Krauss sang in the Hofkapelle (Imperial Choir) as a Vienna Choir Boy. He graduated from the Vienna Conservatory in 1912. He was then appointed chorus master in the Brno Theater, where he made his conducting debut in 1913.
Krauss made the rounds of regional centers, conducting in Riga (1913-1914), Nuremberg (1915) and Stettin (1916-1921). He then returned to Austria as director of the opera and symphony concerts in Graz. In 1922, he joined the conducting staff of the Vienna State Opera.
He guest-conducted in the United States in 1929, with the Philadelphia Orchestra and New York Philharmonic. Also in 1929, he was appointed director of the Vienna State Opera. He was a regular conductor at the Salzburg Festival from 1926 to 1934.
Krauss gave up his Vienna positions in 1933-34 to direct the Berlin State Opera in 1935 after Erich Kleiber had resigned in protest against Nazi policies.
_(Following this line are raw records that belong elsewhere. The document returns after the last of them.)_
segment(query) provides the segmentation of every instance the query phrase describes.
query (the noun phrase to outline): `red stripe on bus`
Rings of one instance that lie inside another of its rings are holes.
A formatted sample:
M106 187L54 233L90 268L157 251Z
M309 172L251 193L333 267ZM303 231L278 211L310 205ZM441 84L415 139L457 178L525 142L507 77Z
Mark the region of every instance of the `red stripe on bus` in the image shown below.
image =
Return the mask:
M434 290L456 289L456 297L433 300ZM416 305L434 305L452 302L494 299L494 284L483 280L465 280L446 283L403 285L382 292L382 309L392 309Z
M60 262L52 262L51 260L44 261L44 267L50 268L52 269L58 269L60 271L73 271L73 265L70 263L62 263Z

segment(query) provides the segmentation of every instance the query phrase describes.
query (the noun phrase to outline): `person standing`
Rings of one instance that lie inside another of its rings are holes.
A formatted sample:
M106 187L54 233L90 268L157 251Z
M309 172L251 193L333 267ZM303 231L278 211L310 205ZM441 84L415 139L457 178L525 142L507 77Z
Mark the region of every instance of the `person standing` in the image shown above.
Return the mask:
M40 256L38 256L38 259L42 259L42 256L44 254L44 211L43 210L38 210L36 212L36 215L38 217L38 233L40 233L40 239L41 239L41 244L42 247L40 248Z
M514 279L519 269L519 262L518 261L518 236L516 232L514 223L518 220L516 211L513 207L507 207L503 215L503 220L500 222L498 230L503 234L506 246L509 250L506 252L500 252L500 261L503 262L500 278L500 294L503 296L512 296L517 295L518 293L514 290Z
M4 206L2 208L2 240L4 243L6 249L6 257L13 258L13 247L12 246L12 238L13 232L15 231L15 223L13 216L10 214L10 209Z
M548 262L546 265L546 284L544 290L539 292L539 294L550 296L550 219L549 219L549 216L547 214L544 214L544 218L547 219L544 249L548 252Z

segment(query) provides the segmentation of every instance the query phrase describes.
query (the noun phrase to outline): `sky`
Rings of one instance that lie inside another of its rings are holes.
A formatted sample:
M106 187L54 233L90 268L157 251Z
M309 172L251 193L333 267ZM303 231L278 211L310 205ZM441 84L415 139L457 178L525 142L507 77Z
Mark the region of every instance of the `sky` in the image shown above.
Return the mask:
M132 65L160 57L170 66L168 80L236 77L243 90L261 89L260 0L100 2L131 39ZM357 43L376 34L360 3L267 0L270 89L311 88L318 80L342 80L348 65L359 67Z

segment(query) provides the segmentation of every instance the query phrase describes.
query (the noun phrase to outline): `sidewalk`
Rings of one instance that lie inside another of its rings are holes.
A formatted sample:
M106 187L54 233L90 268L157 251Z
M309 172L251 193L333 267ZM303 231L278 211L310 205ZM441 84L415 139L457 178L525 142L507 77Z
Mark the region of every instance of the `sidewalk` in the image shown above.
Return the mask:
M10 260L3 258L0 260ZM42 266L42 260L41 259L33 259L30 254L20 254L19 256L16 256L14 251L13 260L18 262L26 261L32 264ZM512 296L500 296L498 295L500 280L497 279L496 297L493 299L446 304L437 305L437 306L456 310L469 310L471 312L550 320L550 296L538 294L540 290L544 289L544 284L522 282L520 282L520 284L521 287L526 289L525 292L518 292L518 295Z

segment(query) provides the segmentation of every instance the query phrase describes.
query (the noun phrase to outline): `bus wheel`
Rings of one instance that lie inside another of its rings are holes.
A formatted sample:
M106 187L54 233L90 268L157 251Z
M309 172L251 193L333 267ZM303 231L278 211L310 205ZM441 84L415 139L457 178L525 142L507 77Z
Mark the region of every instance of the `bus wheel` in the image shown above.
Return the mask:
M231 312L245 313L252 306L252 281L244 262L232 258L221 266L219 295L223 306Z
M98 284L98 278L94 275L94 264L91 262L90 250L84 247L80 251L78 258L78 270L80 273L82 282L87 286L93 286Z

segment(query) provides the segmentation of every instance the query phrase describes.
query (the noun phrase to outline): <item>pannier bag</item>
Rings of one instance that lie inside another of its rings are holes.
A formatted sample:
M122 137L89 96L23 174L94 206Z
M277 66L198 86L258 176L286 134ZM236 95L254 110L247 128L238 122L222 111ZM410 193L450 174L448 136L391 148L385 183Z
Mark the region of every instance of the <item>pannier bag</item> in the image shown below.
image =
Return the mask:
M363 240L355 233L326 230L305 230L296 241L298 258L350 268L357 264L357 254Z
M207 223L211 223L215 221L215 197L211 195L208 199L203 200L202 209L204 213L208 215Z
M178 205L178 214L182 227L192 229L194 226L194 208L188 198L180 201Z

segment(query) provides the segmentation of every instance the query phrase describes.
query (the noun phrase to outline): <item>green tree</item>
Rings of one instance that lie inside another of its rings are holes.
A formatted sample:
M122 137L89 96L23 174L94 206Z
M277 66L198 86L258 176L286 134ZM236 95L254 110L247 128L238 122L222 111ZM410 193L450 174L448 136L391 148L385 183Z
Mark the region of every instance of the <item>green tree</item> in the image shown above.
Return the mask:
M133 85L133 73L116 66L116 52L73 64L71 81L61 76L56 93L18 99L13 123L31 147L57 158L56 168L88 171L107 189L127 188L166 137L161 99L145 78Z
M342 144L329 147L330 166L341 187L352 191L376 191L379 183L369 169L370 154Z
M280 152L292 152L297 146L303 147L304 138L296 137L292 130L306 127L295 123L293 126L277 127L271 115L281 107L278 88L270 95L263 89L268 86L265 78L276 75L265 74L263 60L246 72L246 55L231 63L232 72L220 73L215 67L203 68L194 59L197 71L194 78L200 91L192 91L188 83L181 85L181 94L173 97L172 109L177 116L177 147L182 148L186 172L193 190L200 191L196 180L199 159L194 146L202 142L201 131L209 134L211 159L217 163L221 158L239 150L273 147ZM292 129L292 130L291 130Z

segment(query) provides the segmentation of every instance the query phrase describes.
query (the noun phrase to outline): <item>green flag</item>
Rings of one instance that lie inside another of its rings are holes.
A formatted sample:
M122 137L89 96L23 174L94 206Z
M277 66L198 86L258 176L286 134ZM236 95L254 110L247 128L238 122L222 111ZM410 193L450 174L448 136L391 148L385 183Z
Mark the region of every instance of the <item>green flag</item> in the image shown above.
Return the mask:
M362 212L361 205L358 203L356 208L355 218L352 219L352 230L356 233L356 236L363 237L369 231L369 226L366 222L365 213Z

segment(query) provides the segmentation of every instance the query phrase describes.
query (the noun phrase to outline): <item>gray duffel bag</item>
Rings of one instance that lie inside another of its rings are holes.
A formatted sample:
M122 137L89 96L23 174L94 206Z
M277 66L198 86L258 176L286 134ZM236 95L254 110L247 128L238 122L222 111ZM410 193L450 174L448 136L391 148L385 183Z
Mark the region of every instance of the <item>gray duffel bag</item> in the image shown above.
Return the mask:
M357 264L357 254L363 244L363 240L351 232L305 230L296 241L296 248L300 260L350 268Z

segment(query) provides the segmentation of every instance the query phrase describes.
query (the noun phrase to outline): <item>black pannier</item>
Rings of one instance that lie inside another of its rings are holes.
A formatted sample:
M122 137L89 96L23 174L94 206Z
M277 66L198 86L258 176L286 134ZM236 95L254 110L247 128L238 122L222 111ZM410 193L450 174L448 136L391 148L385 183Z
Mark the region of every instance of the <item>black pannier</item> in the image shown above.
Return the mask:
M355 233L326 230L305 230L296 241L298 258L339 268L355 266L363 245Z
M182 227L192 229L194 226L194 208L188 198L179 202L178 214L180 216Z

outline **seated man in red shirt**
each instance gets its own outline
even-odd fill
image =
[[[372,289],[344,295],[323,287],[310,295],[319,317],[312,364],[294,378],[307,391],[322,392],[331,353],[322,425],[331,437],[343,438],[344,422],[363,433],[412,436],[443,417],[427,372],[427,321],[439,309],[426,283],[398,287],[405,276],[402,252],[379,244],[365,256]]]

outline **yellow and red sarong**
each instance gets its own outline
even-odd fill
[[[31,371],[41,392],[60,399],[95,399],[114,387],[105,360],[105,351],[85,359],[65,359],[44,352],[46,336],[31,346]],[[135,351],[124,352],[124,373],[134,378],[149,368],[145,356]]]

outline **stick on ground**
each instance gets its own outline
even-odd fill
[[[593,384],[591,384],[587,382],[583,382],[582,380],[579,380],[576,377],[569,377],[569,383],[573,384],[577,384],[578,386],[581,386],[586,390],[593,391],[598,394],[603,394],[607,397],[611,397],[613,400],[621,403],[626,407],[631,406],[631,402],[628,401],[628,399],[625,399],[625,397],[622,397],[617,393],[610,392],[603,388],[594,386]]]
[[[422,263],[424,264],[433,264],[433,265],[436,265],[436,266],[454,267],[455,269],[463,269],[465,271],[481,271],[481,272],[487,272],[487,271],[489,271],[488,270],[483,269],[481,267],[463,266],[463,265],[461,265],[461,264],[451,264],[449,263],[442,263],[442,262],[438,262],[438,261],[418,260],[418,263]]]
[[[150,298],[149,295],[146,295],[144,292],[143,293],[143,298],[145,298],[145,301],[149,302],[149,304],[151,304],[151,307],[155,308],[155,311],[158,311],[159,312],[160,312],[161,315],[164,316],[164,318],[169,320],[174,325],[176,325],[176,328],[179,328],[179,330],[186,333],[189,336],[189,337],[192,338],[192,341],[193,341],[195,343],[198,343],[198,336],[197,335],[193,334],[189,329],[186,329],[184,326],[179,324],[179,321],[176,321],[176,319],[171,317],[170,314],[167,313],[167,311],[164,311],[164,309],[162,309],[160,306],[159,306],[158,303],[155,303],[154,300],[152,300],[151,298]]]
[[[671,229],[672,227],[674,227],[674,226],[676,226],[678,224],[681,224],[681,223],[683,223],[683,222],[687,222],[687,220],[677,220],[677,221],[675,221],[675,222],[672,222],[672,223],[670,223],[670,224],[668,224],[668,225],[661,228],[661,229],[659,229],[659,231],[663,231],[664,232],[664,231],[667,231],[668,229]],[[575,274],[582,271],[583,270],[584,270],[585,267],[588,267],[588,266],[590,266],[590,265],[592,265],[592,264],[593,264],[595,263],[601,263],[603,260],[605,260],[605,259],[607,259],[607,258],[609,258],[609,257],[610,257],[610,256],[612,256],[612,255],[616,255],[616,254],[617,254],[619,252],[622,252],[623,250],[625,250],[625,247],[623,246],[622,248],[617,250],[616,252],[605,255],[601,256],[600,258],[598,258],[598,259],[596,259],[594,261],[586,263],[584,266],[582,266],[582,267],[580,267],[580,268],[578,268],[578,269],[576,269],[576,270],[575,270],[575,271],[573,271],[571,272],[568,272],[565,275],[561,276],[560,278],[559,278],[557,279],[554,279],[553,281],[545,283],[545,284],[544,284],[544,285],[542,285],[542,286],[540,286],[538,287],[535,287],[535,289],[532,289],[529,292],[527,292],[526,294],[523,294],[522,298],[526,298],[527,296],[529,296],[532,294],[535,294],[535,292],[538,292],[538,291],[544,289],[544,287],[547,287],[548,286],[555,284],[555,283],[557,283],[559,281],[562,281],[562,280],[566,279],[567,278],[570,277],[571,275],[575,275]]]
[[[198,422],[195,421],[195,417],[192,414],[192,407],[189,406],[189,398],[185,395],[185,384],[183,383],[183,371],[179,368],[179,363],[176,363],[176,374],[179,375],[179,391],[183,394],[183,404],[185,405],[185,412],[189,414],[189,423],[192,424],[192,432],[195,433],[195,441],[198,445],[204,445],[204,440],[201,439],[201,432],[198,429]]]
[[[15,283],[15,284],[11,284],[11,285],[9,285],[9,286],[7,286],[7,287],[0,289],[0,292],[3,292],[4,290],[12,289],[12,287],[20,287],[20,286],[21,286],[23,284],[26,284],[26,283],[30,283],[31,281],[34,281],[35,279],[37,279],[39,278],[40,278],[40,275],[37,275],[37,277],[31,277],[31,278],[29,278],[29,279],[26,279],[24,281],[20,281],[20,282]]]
Krauss's own position on Nazism was unclear, although he did enjoy a close relationship with Nazi official Alfred Frauenfeld and it has been claimed that he sought Nazi Party membership in 1933. However, throughout the 1930s he and his wife were involved in helping Jews escape from Germany.
In 1937, he was appointed Intendant of the National Theatre Munich. He became a close friend of Strauss, and even wrote the libretto for his opera Capriccio. He also conducted the premieres of Strauss's operas Friedenstag and Die Liebe der Danae.
After the Munich opera house had been destroyed by Allied bombing, Krauss returned to conduct the Vienna Philharmonic in 1944-45 until it ceased activities shortly before the end of World War II. After the war, Allied officials investigated his career and forbade him from appearing in public until 1947, when it emerged that he had helped Jews escape from the Third Reich. Krauss then resumed conducting many of the Vienna Philharmonic's concerts.
He conducted opera at Covent Garden in London starting in 1951, and at the 1953 Bayreuth Festival.
He died in 1954 while on tour with the Vienna Philharmonic in Mexico City, and is buried alongside his wife, singer Viorica Ursuleac, who died in 1985, in Ehrwald, Austria.